Textualmente, de ese modo procedí: cotejé lo revelado por la ciudad en uno, precioso, de 1899, que hallé en la biblioteca del monasterio.

Al siguiente domingo, en tanto paseábamos por la senda de las Tenerías, comuniqué a Alborada esta doble apariencia orgánica de su querida Toledo. Le mostré, con ayuda de un dibujo que había preparado, el trazado de las calles y su contorno, como si se tratara del producto de mis esfuerzos por observarla. Le mentí, pero no me pesa, porque de sus ojos brotó la dulzura y, sin encomendarse a Dios ni al diablo, me besó largamente, en un rapto impropio de una muchacha de aquel tiempo. Al contacto de sus labios sentí que bebía juntas las delicias de la vida, y acaricié aquella deseada nuca, cuya piel era más delicada que la seda. No cabía más felicidad. Ese beso sellaba nuestra relación como pareja de enamorados. «Fascínala con el descubrimiento de los secretos que rezuman en los cimientos… » ¡Qué certero el consejo de fray Baltasar! Ahora sí que éramos novios.

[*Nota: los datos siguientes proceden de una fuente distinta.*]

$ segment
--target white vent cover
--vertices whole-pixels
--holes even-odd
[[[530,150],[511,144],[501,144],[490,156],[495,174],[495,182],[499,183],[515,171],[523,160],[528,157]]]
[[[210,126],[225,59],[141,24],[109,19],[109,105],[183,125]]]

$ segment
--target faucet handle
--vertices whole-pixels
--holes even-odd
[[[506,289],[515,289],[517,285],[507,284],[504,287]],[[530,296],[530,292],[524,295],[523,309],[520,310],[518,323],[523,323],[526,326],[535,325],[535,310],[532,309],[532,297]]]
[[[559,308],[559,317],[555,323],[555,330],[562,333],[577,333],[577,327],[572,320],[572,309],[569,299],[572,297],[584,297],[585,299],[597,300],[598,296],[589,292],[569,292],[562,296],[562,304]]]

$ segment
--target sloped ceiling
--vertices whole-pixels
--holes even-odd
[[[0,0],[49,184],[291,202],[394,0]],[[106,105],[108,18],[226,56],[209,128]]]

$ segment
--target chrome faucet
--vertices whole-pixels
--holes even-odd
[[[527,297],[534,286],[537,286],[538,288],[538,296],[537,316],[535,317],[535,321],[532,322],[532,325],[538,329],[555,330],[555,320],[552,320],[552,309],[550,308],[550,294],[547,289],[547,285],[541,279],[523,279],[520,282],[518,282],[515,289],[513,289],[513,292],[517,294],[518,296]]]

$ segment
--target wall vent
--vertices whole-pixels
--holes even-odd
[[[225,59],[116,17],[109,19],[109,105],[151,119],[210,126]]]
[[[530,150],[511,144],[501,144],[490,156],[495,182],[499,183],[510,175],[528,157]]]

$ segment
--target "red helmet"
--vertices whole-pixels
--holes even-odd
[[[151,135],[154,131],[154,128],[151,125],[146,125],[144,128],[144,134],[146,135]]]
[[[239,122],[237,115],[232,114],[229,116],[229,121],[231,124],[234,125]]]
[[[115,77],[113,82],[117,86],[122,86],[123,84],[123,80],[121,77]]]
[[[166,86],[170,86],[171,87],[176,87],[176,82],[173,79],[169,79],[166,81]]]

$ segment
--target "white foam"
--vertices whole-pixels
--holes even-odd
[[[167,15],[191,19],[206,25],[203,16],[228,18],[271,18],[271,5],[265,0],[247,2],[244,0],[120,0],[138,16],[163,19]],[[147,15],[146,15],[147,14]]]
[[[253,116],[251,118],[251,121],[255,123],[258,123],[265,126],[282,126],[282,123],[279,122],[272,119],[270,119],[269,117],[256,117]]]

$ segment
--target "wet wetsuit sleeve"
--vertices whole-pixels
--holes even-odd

El respeto a ella exigía que me presentara a sus padres, pues había que respetar las normas sociales. No hacerlo se prestaría al escándalo, dando lugar al regalado cotilleo de las chismosas, que nunca fueron pocas en este país.

Sorprendidos de que su pequeña, la menor de tres, llevara un chico a casa, con la pretensión de anunciarlo como pretendiente oficial, protestaron por nuestra juventud, que declararon excesiva; pero, ante la terquedad de que hicimos gala, y alguna lagrimilla de Alborada, el padre resolvió condescender, si bien con la salvedad de que sólo después de tres años podríamos aspirar a la condición de novios formales.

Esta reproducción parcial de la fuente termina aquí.